Javier Milei's government attempts to definitively liquidate the Undersecretariat of Social and Urban Integration (SSISU), which will lead to the halt of 628 construction projects, the dismissal of 250 employees, and leave 50,000 families unprotected. This decision violates the law and a historic political consensus, redirecting funds from social programs to financial speculation.


Argentina's Government Liquidates FISU and Paralyzes Public Programs

The government seeks to downgrade the area to a National Directorate, affecting 5 million people, halting over 600 works on sewers, sidewalks, electricity, and water, and liquidating the FISU to favor the financial scheme, breaking a historic political consensus that united all political forces, the church, and social movements.

Today, complying with that legislative refusal, the government of Javier Milei seeks to downgrade the area for the second time. After having degraded it from a Secretariat to a Subsecretariat, they now intend to reduce it to a simple National Directorate. The political objective is clear: to empty the body of content and budget to liquidate the Social and Urban Integration Fund (FISU), attack neighborhood and community organization, and continue the dismantling of the National State.

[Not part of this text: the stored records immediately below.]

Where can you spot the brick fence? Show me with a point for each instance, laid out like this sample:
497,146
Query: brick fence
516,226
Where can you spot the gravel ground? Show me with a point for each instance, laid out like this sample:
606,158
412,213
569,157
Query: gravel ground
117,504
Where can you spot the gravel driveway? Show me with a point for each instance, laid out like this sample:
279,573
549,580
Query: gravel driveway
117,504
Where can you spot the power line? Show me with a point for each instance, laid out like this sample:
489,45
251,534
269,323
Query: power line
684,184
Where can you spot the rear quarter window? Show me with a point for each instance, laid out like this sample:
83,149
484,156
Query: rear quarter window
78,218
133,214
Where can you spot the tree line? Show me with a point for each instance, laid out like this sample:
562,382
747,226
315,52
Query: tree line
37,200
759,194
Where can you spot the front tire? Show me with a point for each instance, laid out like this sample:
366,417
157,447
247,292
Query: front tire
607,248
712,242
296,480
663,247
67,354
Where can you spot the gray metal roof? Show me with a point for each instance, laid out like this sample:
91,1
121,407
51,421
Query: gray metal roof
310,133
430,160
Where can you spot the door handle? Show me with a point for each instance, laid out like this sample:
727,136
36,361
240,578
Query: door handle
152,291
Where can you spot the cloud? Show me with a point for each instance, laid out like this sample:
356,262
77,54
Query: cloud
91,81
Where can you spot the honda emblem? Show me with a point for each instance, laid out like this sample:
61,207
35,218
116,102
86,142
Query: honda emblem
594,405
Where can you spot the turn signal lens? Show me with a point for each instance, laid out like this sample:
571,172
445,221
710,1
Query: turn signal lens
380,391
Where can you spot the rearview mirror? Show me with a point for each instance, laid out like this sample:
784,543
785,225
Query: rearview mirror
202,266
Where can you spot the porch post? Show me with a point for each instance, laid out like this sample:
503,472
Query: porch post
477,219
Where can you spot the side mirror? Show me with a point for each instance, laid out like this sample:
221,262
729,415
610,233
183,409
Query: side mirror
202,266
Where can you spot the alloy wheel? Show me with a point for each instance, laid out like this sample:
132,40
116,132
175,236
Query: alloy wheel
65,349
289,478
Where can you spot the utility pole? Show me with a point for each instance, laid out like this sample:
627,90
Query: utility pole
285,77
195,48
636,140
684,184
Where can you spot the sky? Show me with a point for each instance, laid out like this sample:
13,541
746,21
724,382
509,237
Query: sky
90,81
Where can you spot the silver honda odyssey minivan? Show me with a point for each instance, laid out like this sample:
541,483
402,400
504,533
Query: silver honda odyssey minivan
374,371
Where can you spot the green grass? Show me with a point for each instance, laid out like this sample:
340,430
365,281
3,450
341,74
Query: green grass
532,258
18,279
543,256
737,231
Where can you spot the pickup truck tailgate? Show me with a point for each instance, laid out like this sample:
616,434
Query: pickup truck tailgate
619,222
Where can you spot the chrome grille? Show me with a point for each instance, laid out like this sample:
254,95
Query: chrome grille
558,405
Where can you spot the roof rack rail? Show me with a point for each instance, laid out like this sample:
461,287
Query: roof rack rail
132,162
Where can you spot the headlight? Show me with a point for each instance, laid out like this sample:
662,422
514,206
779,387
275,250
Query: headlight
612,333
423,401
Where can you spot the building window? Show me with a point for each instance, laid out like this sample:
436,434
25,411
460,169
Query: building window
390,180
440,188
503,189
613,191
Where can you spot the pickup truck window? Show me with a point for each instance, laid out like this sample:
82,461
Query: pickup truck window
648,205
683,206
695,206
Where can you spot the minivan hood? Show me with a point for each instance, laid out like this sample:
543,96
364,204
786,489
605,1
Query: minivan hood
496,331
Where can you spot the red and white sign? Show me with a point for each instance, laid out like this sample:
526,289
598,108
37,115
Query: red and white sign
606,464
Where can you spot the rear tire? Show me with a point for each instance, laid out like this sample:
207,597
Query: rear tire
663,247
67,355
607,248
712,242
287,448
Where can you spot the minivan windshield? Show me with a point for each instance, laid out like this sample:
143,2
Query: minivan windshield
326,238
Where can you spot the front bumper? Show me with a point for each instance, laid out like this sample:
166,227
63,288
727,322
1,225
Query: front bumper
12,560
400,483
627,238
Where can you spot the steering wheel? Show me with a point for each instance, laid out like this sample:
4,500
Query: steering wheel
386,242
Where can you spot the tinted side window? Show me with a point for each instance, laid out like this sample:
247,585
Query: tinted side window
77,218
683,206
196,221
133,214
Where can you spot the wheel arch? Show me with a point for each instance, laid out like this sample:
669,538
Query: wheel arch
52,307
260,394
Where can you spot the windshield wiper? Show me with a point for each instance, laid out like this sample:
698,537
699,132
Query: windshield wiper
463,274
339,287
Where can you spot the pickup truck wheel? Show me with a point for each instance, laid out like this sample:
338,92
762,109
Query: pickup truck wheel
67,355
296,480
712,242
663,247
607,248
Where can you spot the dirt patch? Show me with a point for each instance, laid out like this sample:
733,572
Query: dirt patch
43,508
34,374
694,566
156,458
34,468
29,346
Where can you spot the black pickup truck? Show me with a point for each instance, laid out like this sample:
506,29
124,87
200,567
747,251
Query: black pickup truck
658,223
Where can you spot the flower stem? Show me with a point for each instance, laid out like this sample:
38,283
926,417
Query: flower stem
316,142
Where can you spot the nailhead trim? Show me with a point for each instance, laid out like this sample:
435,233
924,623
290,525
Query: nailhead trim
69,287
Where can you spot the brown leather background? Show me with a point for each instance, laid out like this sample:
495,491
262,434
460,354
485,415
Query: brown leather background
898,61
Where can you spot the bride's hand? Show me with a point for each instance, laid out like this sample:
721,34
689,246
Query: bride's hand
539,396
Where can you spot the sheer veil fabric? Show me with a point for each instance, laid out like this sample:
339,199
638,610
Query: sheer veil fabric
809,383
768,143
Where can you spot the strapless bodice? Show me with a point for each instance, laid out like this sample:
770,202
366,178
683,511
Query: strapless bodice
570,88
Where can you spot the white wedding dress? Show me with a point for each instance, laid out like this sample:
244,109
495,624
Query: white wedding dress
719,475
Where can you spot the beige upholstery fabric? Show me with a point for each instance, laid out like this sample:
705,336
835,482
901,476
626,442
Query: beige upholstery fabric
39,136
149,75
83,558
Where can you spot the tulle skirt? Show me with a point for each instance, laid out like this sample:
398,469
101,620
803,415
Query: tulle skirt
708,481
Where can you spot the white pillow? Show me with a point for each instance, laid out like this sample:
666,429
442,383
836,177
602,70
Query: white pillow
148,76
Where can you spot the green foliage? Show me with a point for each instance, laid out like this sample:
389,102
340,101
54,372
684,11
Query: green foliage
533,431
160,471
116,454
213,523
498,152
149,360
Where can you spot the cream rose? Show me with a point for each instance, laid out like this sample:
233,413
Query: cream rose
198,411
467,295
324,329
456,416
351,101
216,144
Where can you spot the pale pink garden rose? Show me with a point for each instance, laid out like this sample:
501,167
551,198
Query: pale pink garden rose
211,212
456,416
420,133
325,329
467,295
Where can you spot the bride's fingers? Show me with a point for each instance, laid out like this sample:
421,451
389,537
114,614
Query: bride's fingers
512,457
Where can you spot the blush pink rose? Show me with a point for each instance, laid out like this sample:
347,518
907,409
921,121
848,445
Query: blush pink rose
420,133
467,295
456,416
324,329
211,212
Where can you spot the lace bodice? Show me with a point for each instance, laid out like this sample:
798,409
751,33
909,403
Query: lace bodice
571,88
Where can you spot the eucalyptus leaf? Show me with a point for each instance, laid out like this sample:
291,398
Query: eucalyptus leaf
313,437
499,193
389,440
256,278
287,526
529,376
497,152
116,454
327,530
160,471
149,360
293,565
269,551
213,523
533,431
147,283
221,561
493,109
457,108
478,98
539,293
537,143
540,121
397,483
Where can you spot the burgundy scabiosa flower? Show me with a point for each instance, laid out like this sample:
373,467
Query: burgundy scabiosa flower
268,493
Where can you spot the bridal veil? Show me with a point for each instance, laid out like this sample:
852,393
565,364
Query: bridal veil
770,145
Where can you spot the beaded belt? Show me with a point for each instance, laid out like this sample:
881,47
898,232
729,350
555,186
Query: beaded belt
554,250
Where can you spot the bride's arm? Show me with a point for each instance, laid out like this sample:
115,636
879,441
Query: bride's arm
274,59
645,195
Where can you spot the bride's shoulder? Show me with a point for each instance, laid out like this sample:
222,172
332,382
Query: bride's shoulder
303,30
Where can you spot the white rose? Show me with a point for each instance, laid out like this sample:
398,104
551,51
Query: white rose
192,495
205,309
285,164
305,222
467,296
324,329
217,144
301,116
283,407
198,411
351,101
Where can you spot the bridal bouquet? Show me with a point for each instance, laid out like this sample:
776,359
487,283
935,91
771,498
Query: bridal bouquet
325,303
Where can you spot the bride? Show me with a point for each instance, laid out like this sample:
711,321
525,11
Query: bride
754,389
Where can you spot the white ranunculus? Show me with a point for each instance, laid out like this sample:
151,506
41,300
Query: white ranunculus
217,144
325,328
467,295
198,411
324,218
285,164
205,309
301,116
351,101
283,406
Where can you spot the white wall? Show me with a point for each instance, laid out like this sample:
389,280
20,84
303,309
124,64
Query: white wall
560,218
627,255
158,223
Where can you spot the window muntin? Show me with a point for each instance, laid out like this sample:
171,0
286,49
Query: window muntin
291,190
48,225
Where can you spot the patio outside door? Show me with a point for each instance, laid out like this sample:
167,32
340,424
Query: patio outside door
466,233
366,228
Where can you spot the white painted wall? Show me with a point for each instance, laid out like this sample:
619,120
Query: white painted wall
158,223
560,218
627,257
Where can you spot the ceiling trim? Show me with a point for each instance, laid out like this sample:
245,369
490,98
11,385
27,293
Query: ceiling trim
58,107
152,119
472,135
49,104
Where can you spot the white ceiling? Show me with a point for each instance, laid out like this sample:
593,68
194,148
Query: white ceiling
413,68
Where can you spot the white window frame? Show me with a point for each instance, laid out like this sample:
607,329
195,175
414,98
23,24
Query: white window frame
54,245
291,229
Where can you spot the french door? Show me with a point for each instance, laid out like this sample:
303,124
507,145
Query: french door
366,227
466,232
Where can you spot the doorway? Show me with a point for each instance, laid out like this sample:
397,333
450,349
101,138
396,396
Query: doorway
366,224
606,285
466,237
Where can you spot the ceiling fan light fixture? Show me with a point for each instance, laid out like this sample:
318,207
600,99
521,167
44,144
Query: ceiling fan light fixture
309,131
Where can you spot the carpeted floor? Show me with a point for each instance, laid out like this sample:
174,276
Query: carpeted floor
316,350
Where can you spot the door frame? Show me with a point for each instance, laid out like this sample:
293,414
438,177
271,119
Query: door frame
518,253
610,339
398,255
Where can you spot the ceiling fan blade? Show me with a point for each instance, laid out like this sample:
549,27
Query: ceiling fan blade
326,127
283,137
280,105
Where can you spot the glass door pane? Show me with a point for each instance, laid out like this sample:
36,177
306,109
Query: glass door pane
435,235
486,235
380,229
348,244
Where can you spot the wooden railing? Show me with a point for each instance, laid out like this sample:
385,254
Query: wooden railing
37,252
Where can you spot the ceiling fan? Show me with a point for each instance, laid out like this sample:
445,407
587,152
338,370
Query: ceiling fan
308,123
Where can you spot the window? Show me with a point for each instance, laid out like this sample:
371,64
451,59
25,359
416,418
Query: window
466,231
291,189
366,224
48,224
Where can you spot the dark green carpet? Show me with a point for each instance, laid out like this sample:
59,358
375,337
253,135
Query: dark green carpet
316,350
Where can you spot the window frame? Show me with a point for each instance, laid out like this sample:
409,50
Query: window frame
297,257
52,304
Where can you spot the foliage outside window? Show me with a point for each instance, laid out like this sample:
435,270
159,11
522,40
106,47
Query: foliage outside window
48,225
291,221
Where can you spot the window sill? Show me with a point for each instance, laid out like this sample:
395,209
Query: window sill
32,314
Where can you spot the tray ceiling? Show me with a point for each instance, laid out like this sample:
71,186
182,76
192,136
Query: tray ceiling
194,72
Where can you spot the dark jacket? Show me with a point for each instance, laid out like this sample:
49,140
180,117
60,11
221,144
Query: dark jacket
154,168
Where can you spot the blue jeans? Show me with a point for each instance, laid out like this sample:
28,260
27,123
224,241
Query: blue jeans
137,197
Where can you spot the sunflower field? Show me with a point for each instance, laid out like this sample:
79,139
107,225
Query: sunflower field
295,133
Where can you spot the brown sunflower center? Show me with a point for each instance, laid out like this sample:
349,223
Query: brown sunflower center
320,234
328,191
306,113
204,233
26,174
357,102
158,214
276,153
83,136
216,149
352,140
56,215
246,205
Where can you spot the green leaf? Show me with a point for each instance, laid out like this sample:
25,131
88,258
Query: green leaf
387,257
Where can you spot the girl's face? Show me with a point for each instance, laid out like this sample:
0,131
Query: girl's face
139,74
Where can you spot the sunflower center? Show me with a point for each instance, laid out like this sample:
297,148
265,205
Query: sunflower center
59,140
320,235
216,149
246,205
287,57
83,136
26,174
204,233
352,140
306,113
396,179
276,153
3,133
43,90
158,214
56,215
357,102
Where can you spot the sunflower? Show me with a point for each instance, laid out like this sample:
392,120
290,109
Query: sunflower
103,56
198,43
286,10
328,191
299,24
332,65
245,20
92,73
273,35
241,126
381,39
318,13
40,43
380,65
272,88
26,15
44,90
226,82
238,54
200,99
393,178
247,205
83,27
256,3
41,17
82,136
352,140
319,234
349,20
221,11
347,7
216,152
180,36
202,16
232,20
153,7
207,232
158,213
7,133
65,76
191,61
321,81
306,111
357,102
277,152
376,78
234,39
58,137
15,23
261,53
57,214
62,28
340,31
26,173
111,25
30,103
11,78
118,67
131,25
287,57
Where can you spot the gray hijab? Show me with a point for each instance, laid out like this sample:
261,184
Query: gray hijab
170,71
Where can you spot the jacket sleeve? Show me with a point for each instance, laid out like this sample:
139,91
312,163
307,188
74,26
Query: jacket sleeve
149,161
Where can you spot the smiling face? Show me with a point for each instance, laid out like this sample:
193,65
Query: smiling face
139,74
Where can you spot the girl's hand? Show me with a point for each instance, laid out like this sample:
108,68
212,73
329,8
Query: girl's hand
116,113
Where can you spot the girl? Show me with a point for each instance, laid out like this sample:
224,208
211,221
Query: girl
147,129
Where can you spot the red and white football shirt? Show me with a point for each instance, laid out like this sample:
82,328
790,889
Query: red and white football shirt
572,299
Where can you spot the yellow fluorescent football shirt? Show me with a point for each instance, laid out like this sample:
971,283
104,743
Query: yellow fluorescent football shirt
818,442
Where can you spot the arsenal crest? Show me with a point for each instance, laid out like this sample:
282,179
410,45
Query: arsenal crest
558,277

Under the orbit of the Ministry of Economy led by Luis 'Toto' Caputo and the management of the Undersecretary Sebastián Pareja until his assumption as National Deputy, the elimination of FISU does not respond to a logic of savings, but to the intention to redirect those multimillion-dollar funds towards financial businesses and the 'fiscal blender', in tune with the deregulations promoted by Federico Sturzenegger. It also directly affects more than 11,000 women who would be left with unfinished works from the My Room program.

The actions of the Ministry of Economy not only break the social and political contract but also openly violate the current legality. The measure disobeys the ruling of the federal judge of Pehuajó, Andrés Heim, who explicitly ordered the continuity of the works financed by FISU and demanded the National State a plan of action in the face of a collective amparo presented by neighbors and social organizations.

Without workers, there is no public policy. While the government celebrates 'zero deficit' and approves the 'labor reform law', more than 250 families of state workers join the ranks of unemployment, and 5 million inhabitants of popular neighborhoods see how the State withdraws, delivering the soil and territory to real estate, financial speculation and drug trafficking.

This decision implies the total paralysis of the only federal policy aimed at urbanizing the shantytowns and settlements of the country, where approximately 5 million people live and indirectly affecting more than double. The seriousness of the measure lies in that it attacks one of the few State policies that had managed to cross the Argentine political crack.

The Ministry of Economy, under the orders of Luis Caputo, threatens to terminate the contracts of more than 250 technicians and professionals from the Undersecretariat of Social and Urban Integration (SSISU). The dismissal of the technical, administrative, and territorial teams (who plan, formulate, survey, and execute in the neighborhoods) guarantees that there will be no operational capacity to comply with the law.

This Tuesday, February 11, the authorities informed more than 250 workers that their contracts will end on February 28, leaving us in the street as of March 1. It is not a simple 'administrative restructuring' as indicated by the Ministry of Economy, but the closure of the body in charge of executing Law 27.453 on Land Regularization and Social and Urban Integration. A public policy defended on several occasions by the former Libertarian Undersecretary, Sebastián Pareja, and audited twice by the National State, verifying its efficiency and effectiveness.

To this is added the imminent danger of 150 active eviction processes that the SSISU had to stop through land regularization processes. According to the workers, the emptying directly affects 628 works that are currently stopped throughout the country. The only political force that voted against this expansion of rights in 2022 was precisely, La Libertad Avanza.

The creation of RENABAP and the implementation of SISU were approved by national law in 2018 and expanded in 2022 unanimously in both chambers. Social and urban integration has ceased to be a right to become a variable of fiscal adjustment. A transfer of resources from the popular sectors to the concentrated power sectors.

The dismantling has immediate consequences. In a new blow to inclusion public policies, the national government advances with the definitive dismantling of the Undersecretariat of Social and Urban Integration (SSISU). In addition, 20,000 lots with services that were to be awarded to homeless families remain. The State's withdrawal leaves 50,000 families unprotected who need to process or regularize their Family Housing Certificate, a key document for access to basic services.